More on the cyber attempt on the US energy sector comes to light. It was apparently a phishing campaign, mounted from Russia, and without effect on operational systems. Nonetheless, members of the US Congress are expressing concern and demanding explanations. EnergyWire reports that the campaign has been in progress since May, and that the attackers are "drawing from the Ukraine playbook," that is, the complex attacks used to take down sections of the Ukrainian grid twice since late 2015.
Europe is seeing similar probes.

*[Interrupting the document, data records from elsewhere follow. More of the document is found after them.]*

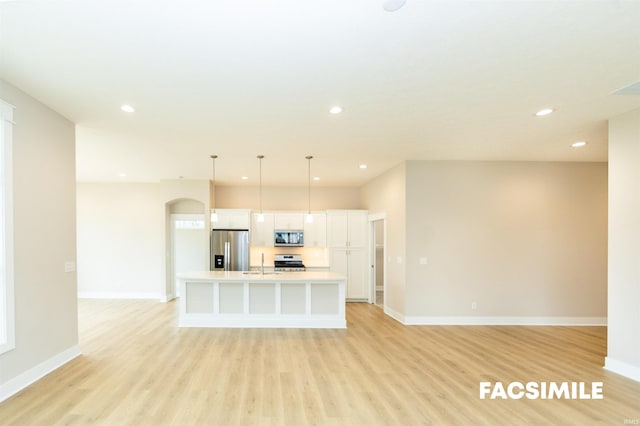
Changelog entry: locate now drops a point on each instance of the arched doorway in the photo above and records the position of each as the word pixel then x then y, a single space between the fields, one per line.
pixel 187 241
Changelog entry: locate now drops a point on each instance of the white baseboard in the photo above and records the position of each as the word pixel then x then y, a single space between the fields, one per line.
pixel 395 315
pixel 559 321
pixel 118 295
pixel 34 374
pixel 622 368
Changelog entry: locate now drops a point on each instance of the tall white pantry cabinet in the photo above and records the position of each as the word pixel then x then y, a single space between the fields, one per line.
pixel 347 237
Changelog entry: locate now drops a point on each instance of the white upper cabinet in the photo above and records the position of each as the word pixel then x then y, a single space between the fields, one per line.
pixel 290 221
pixel 315 233
pixel 262 232
pixel 232 219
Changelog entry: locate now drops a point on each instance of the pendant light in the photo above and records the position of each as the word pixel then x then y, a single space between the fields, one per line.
pixel 214 215
pixel 309 217
pixel 260 217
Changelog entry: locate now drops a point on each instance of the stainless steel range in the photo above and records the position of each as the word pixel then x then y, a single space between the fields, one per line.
pixel 288 263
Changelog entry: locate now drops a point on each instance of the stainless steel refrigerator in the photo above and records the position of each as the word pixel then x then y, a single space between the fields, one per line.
pixel 230 250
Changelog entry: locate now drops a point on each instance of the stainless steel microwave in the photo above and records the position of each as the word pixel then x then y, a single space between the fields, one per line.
pixel 288 238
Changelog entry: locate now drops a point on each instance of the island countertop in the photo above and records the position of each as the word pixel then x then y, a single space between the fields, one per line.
pixel 251 299
pixel 239 276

Robert Hannigan, former head of the UK's GCHQ, told the BBC that "there is a disproportionate amount of mayhem in cyberspace coming from Russia, from state activity," and that this may be deterred only through retaliation.
NATO has announced that it's providing Ukraine with a range of cyber capabilities to aid that country in the hybrid war Russia is waging against it.
There will be no joint US-Russian effort to shore up cybersecurity. Speculation to that effect lasted slightly less than thirteen hours Sunday, between two of President Trump's tweets that touched on the matter.
Trend Micro warns that a spam campaign pushing the cross-platform remote access Trojan Adwind is in progress.
Several significant bits of industry news are breaking. DarkTrace has raised $75 million for a just-shy-of-unicorn valuation of $825 million. RiskLens has secured $5 million in Series A funding. HyTrust has raised $36 million and acquired DataGravity. Symantec buys Skycure as a mobile security play, and StarHub will fully acquire Accel for SG$26 million.